Extrait du 3e roman de Catherine Gaillard-Sarron
« La Décision« sur la Méduse-ch
La Décision
Voir l’extrait 10.10.18
En observant la marche du monde, on s’aperçoit très vite qu’on élimine, les bons éléments, les honnêtes, les intègres et les probes du système…
Dans “La Décision”, son dernier roman, Catherine Gaillard-Sarron met en scène un drame professionnel, l’ambition brisée d’un cadre. Ce faisant, l’auteure confirme son talent du huis-clos. L’intrigue mûrit et monte au fil des pages. Extraits. Réd.
Pour lui, cette affaire, considérée comme le symbole universel de l’iniquité au nom de la raison d’État, met parfaitement en évidence le mécanisme du harcèlement moral, ce lent processus de destruction organisé, cette persécution infligée à une personne préalablement désignée comme bouc émissaire, livrée à la vindicte populaire, et contre laquelle tous se liguent, armée, politique, presse et opinion publique comprises, pour l’anéantir. Un lynchage public, collectif, qui transforme une victime en coupable, justifiant par cette ignoble manipulation la condamnation dont elle est devenue l’objet. Une manœuvre scandaleuse, expiatoire, qui cherche à laver l’honneur des véritables coupables dans le sang et la souffrance de la victime elle-même. Un sacrifice qui absout la communauté de sa faute et lui permet de détourner la violence sur un seul. Du blanchiment de réputation en quelque sorte. Car pour éviter de reconnaître leurs torts, les gens, comme les plus hautes instances, sont prêts à aller jusqu’au crime pour dissimuler leurs erreurs. Là encore, il ne s’agit pas d’humanité mais de collusion d’intérêts, d’égoïsme et d’orgueil démesuré.
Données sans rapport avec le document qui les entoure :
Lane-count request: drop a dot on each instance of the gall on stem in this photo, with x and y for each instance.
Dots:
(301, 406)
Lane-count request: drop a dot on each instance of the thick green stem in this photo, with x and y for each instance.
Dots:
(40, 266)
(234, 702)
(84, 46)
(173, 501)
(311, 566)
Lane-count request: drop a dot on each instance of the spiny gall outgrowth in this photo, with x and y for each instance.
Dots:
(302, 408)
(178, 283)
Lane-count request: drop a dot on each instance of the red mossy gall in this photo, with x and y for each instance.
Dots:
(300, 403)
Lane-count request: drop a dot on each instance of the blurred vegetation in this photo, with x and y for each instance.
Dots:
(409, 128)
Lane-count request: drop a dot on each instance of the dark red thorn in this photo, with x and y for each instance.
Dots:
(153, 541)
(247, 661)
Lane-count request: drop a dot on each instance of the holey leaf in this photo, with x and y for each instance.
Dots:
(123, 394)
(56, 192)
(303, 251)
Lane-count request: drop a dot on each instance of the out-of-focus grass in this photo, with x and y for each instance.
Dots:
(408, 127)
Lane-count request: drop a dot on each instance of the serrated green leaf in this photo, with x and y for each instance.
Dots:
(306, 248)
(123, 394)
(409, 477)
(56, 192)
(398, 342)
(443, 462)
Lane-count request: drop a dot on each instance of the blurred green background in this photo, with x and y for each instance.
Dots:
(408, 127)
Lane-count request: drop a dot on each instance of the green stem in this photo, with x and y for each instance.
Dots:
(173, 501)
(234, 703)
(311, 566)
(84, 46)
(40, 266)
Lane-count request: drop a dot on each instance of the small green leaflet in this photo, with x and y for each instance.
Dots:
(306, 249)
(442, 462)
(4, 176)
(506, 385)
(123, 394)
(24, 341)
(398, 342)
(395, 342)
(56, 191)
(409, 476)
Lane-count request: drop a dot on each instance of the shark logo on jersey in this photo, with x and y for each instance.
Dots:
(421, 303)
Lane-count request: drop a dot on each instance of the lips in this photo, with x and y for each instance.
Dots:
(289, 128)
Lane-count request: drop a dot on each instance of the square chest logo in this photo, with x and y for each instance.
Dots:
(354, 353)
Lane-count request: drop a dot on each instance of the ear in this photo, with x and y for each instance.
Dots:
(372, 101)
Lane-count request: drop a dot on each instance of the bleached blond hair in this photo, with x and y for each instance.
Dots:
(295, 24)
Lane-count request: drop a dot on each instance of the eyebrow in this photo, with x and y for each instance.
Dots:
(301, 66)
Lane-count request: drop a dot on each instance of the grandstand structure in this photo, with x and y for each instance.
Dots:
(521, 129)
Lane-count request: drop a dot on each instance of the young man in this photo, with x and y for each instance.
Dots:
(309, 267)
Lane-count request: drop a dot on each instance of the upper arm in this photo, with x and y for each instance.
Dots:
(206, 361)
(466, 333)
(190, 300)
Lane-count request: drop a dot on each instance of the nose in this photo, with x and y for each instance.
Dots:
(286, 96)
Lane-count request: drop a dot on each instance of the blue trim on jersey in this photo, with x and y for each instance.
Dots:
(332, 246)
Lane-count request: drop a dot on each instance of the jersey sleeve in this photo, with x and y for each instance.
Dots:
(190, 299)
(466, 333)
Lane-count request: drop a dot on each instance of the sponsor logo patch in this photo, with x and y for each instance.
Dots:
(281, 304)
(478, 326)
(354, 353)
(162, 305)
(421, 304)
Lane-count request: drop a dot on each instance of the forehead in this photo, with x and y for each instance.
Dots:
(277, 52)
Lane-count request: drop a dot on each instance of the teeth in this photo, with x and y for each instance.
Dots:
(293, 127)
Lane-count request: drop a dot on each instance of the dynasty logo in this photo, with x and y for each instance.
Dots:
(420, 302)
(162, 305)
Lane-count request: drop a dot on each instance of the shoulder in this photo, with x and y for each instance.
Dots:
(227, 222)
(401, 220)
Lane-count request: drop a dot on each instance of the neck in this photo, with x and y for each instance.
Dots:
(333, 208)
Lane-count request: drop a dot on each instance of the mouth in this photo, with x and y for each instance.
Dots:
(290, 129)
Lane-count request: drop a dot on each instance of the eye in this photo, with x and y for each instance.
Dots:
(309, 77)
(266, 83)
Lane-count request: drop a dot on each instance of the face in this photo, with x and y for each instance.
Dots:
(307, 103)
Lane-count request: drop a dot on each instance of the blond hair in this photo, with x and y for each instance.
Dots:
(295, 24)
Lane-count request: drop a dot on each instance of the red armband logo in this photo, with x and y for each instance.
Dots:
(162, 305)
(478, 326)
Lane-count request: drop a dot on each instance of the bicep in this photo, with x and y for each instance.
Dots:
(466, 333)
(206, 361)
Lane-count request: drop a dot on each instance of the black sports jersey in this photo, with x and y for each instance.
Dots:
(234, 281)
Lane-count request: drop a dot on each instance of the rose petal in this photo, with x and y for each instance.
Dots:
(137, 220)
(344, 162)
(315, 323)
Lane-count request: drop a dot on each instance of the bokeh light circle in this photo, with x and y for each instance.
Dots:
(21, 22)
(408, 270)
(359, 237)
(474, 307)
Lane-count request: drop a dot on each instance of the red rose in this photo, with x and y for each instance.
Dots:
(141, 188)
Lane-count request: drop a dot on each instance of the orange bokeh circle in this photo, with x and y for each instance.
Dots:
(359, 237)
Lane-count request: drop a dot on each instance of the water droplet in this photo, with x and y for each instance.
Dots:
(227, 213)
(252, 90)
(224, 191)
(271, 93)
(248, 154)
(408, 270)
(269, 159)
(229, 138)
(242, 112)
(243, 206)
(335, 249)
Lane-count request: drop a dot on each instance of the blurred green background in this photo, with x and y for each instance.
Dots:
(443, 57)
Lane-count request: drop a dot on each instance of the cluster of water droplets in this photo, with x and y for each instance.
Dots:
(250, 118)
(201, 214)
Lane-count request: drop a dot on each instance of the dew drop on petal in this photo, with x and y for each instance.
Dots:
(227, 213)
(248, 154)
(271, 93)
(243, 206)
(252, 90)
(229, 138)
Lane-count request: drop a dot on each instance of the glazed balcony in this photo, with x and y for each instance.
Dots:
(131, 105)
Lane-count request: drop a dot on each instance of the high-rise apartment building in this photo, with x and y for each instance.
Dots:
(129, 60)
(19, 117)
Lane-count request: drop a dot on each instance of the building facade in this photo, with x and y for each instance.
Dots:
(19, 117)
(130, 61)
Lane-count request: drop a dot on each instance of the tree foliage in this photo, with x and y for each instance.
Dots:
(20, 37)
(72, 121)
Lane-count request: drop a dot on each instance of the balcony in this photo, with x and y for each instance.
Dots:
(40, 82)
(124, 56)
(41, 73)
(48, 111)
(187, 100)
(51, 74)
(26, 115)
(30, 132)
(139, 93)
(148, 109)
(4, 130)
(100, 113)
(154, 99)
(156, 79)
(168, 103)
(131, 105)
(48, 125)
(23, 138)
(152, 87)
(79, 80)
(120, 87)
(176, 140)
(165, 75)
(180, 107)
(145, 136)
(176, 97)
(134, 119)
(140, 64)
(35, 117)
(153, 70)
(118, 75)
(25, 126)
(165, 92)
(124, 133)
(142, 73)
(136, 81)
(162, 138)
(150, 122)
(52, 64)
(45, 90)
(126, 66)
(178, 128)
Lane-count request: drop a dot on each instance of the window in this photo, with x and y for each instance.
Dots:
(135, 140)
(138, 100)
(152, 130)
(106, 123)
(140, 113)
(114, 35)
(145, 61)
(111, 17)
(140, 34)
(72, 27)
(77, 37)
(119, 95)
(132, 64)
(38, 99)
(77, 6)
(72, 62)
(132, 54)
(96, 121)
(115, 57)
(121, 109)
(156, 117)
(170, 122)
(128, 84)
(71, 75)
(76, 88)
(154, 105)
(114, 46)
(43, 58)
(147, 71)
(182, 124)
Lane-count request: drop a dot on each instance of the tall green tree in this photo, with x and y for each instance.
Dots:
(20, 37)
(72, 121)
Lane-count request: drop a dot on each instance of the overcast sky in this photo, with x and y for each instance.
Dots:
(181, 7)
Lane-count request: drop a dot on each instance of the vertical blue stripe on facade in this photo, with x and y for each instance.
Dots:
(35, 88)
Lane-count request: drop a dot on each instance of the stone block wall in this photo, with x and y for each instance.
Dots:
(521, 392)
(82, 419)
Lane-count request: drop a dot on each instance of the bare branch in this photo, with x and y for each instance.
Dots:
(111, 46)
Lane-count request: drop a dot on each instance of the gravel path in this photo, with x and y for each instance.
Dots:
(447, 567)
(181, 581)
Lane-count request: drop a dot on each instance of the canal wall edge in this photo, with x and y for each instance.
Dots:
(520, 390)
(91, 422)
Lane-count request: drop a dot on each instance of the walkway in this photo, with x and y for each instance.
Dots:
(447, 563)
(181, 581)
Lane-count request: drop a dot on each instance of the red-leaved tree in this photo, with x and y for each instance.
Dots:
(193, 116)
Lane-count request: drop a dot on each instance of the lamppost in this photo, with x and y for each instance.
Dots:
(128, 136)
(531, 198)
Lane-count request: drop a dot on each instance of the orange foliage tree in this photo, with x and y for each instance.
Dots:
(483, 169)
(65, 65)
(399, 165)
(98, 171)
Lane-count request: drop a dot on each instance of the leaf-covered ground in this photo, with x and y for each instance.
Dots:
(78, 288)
Ce qu’il vit n’est pas très différent, songe Vincent en remuant doucement ses jambes dans l’eau claire. S’il est devenu le bouc émissaire de ses collègues, c’est simplement parce qu’il voulait rester cohérent avec lui-même et ne pas se soumettre à Canis. Une attitude qui les ramenait, eux, à leur propre incapacité de penser et d’agir librement et justifiait à leurs yeux l’hostilité et l’ostracisme dont il était l’objet. La cohérence, l’indépendance d’esprit et le désir de bien faire dérangent, se dit-il. Et pour s’en convaincre, il suffit d’observer la marche du monde. On s’aperçoit alors très vite qu’on écarte, pour ne pas dire élimine, les bons éléments, les honnêtes, les intègres et les probes du système. Que tout est fait pour les décourager et les démotiver. On les éjecte des endroits où ils veulent et pourraient apporter le bien et la justice, où ils pourraient changer les choses. Leur désir de transparence est insupportable, aveuglant. Ces êtres-là dérangent, bousculent, perturbent, troublent, contrecarrent ce que d’autres ont patiemment construit dans l’ombre. Leurs vertus sont source de moqueries. Pis, elles sont utilisées contre eux pour les manipuler et les détruire. Ils sont tellement impeccables que tous les détestent. On ne remercie pas ces gens-là, on les discrédite, on les humilie, on les harcèle, on les licencie et on les balance, tant ils mettent en lumière la noirceur de ceux qui les fustigent. On écrase ce qu’on ne peut atteindre. Et les gens ont tellement bien intégré les rapports de force et la notion de dominant dominé qu’ils se soumettent sans discuter au système. Ils ont également si bien intériorisé le fait que la société est un lieu dangereux réservé à la compétition et à la magouille qu’ils cautionnent ce même système en vous empêchant de faire aussi bien que vous le pourriez, de crainte de vous voir déstabiliser un système dans lequel ils ont leur place et qu’ils ne veulent par voir remis en question. Un système qui fonctionne très bien.
Vincent soupire et ferme les yeux. Une mouette passe au-dessus de lui. Son cri se perd dans le ciel.